In the piece, which made its startling and evocative New York premiere at the Siggy, the Flea Theater’s forty-six-seat underground space for emerging talent, Colón uses starkness and violence to direct the audience to a place where they have no choice but to listen, believe, and imagine possible solutions for our trauma-ridden nation. good friday suggests a radical and seemingly insane solution to end all on-campus assault: a school shooting.
Colón investigates society’s pathological complicity around the issues of sexual assault by demanding a space for reframing #MeToo feminism at the intersection of gun and sexual violence. good friday articulates the question that academia and white power have long dismissed: What will it take to end the tragedy of assailants, particularly men, who harm women through sexual assault? Colón communicates that the only solution is an extreme one because the issue at the heart of it is extreme. Throughout the play, this “fight fire with fire” mentality becomes rationalized as extremes are articulated. You either listen and believe, or you don’t. And, if you don’t, that is the problem.

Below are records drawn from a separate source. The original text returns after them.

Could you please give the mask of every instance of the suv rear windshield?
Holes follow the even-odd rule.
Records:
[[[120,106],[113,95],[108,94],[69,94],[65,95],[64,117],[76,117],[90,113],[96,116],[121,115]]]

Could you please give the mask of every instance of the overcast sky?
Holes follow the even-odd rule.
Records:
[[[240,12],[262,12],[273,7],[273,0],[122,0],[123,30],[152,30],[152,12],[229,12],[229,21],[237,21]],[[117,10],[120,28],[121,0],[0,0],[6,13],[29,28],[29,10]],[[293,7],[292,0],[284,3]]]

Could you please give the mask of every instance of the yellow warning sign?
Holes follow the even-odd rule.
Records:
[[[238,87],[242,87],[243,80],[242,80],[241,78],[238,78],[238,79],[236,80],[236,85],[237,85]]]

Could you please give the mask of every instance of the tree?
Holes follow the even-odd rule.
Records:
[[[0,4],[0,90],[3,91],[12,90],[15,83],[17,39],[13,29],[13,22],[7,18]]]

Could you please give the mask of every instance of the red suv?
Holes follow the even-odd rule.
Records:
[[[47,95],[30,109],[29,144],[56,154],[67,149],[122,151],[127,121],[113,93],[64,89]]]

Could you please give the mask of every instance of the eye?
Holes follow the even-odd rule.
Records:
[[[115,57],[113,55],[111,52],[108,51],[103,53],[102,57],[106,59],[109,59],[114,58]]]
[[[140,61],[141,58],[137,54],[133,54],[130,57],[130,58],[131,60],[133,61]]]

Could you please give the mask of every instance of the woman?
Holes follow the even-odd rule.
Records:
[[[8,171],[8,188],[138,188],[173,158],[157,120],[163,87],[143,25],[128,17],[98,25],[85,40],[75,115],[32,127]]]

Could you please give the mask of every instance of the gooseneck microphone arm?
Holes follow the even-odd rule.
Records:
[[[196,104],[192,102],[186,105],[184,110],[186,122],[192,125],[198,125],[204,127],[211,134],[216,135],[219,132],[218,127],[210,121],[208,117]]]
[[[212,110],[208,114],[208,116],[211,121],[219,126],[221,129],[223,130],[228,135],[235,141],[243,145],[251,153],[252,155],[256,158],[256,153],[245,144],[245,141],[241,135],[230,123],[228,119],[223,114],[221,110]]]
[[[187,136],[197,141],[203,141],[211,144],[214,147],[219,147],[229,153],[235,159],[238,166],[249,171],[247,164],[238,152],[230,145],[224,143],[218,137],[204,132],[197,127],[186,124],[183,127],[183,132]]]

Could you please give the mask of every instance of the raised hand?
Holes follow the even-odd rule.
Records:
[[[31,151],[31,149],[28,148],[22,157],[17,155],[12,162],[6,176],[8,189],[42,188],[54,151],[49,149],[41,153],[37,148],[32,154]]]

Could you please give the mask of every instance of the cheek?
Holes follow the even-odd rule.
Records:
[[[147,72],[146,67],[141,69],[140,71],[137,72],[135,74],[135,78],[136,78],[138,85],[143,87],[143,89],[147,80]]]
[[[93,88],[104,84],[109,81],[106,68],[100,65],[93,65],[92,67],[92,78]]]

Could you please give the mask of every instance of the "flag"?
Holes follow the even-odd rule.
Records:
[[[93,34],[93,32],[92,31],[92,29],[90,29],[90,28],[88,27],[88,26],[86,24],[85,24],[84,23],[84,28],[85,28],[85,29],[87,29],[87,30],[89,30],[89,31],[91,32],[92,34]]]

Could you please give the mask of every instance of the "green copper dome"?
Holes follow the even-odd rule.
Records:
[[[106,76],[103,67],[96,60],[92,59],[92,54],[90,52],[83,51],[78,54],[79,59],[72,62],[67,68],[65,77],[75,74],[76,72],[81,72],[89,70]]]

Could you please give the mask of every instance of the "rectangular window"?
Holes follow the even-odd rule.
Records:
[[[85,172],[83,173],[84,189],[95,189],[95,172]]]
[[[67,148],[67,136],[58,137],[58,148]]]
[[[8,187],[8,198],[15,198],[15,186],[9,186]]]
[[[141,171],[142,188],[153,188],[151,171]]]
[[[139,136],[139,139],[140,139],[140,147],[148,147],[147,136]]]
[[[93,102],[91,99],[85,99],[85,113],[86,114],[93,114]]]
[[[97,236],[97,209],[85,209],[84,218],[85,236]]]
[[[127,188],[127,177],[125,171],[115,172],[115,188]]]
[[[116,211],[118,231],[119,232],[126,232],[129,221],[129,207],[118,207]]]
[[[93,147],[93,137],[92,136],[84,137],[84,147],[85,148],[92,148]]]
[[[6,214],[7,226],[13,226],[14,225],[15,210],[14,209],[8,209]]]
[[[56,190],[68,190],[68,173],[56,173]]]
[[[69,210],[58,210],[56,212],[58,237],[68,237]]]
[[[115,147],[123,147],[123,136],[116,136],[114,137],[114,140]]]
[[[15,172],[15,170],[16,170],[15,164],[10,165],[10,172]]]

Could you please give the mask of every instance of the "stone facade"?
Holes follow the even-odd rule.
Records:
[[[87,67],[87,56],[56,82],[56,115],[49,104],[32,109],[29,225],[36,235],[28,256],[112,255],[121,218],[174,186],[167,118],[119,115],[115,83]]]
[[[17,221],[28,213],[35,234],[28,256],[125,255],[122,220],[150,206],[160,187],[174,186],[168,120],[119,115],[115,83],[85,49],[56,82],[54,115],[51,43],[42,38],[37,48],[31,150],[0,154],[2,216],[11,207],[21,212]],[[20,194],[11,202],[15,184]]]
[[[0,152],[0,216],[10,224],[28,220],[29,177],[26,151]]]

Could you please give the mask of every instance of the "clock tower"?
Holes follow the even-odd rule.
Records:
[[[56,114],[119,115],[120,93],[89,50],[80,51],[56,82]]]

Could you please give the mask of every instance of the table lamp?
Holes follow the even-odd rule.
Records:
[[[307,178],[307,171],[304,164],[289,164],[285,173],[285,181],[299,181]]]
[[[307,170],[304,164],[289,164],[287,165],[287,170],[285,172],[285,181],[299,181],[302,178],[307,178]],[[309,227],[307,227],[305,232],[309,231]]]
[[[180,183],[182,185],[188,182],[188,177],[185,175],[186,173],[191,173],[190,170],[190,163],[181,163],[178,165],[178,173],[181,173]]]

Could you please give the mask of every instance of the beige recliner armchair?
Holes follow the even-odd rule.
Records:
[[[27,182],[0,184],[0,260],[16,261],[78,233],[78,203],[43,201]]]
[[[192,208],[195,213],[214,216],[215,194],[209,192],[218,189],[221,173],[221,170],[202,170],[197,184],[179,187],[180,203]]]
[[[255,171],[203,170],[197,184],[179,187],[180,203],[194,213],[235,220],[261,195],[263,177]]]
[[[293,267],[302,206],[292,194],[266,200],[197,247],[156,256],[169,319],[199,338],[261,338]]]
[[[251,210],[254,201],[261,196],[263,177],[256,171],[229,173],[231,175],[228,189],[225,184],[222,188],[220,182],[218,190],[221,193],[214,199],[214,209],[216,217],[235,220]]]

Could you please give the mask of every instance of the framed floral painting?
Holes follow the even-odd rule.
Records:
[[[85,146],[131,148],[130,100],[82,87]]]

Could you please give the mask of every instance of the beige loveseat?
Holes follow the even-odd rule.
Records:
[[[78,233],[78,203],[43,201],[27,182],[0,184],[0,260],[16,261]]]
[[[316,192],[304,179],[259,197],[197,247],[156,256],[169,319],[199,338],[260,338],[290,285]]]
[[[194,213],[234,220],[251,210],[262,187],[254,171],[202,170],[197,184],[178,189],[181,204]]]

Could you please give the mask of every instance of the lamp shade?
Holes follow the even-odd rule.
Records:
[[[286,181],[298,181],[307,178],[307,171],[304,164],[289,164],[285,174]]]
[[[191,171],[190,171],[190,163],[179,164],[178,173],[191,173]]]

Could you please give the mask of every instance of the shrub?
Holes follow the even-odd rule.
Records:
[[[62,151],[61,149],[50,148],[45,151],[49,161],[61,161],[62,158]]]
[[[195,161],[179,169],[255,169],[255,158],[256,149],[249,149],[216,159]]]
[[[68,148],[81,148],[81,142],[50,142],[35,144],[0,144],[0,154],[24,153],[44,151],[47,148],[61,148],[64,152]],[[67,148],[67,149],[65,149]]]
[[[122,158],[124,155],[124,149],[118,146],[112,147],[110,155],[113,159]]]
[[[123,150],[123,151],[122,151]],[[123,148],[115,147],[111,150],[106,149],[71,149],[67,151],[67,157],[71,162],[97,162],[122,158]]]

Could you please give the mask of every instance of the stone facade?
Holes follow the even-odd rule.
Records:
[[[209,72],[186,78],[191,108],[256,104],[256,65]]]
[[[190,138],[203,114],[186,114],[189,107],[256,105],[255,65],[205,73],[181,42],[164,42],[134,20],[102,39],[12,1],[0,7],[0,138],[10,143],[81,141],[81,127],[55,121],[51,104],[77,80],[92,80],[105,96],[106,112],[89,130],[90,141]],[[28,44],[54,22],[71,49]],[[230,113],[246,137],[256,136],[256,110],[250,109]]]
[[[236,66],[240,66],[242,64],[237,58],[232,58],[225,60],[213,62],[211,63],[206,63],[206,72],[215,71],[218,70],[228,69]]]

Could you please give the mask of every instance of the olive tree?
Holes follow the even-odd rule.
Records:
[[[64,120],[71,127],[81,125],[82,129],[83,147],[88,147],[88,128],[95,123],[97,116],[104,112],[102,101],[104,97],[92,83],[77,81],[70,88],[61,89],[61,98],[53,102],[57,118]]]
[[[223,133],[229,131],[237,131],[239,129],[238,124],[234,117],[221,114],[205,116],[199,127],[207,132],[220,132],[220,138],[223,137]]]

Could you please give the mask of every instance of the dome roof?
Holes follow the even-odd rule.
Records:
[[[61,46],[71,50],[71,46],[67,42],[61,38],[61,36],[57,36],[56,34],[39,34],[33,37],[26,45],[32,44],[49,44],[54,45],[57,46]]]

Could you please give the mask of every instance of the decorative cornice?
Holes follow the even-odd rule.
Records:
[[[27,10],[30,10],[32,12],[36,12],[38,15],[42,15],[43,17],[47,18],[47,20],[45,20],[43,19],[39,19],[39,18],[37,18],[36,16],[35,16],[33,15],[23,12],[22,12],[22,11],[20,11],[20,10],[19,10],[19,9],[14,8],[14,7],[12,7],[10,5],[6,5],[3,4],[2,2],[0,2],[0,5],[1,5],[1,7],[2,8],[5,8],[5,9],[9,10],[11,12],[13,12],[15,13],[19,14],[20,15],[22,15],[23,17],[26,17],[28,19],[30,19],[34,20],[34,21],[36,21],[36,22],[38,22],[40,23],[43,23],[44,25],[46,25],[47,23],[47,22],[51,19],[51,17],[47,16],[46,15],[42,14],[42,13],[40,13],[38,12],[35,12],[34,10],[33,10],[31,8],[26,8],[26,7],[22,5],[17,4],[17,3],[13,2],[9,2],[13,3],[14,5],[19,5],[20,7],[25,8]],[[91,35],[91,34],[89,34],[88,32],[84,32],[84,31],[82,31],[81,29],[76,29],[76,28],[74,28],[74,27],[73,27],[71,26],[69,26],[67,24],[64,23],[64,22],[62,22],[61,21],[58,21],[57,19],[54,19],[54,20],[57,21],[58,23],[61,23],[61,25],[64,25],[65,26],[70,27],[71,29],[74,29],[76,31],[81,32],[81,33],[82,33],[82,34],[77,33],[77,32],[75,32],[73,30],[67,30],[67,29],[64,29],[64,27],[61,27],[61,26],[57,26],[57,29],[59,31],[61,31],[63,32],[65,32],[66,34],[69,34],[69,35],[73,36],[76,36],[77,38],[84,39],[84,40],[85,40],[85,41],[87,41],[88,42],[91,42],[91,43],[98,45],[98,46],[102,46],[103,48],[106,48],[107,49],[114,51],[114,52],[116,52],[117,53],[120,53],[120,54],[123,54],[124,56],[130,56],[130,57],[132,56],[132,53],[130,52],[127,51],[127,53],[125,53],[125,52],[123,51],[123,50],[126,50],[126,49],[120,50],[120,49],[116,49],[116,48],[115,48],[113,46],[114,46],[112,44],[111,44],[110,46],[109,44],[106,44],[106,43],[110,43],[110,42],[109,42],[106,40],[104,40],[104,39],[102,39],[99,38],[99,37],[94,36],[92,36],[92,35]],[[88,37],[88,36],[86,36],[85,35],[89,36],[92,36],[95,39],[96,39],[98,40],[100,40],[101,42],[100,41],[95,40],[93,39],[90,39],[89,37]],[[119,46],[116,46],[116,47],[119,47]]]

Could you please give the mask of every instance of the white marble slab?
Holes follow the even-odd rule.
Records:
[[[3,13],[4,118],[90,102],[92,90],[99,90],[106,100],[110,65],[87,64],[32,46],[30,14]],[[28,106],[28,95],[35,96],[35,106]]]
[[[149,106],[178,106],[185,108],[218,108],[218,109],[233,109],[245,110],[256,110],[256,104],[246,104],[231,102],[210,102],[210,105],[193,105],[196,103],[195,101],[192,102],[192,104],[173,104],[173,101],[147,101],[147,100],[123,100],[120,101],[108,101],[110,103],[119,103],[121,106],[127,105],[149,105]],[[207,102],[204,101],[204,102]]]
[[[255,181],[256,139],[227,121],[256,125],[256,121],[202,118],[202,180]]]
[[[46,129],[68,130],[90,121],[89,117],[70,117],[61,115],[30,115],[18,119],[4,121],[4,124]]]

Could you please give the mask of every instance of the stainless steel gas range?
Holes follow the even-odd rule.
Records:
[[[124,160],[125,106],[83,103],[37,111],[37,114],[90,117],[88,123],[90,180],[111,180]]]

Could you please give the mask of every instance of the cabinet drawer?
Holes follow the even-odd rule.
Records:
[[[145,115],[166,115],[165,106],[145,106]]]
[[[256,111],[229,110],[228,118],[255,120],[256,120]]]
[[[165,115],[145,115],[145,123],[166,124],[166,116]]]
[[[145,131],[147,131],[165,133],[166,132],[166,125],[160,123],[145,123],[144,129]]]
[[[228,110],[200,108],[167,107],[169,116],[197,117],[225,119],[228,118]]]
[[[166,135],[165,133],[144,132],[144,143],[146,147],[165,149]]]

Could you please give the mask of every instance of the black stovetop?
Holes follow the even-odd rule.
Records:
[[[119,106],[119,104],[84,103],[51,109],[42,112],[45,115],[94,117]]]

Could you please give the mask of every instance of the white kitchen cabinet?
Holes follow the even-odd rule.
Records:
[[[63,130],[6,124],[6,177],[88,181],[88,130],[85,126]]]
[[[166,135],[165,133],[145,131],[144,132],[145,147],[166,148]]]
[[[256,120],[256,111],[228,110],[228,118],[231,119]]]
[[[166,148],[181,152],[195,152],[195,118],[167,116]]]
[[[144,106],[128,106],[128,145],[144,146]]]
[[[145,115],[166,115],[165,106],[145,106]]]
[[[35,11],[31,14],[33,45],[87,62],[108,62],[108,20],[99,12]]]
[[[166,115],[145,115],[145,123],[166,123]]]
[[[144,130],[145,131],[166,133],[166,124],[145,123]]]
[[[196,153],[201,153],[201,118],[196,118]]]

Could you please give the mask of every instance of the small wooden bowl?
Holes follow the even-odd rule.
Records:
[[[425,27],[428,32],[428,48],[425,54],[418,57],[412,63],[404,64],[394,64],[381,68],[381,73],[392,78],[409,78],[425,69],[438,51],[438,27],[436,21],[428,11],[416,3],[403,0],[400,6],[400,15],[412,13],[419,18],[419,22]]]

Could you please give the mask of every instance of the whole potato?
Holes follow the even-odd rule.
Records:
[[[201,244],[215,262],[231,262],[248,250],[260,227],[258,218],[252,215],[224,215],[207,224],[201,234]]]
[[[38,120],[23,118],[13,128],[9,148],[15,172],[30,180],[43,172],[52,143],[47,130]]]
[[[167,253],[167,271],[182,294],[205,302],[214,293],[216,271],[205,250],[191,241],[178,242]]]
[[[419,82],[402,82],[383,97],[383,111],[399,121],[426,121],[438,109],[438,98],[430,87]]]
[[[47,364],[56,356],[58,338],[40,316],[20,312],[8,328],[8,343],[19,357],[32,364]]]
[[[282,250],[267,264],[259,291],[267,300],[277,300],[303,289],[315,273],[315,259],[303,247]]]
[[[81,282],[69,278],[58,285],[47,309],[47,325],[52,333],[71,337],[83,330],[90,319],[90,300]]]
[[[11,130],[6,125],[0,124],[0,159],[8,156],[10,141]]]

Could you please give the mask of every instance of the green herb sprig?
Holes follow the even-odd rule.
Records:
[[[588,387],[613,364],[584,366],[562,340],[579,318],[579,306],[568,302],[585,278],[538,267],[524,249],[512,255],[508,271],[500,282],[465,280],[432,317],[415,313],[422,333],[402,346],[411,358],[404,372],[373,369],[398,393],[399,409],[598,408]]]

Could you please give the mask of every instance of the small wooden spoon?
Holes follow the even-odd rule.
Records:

The play’s title is definitely a religious reference, and it is with the character Sophia, a devout Catholic student who uses prayer to get through the day (played with the emotional genius of Raiane Cantisano), that she is able to make palpable the conflict between religion as a survival mechanism and as a backbone for one’s actions. Colón contrasts Sophia with Asha, the strong, intellectual adjunct professor (embodied with the thoughtful stillness and fervor of Erin Noll), who uses pragmatism and research to guide her way. This contrast introduces the audience to two valiant forms of feminism: a religious one (where Sophia puts trust and hope in a higher being to take care of women) and a pragmatic one (where Asha places thought on what should be done).
Colón’s parallel of the campus massacre to Good Friday is nothing short of wonderful. The same way a bloody crucifixion is what it took to get people to believe and support a God-led universe and become ardent individuals practicing the Catholic faith, Colón posits that something big might need to happen for a larger cultural shift in the respect and belief of women. It demands the question: How are there people believing in a god they cannot see, yet not believing and supporting victims in their very presence?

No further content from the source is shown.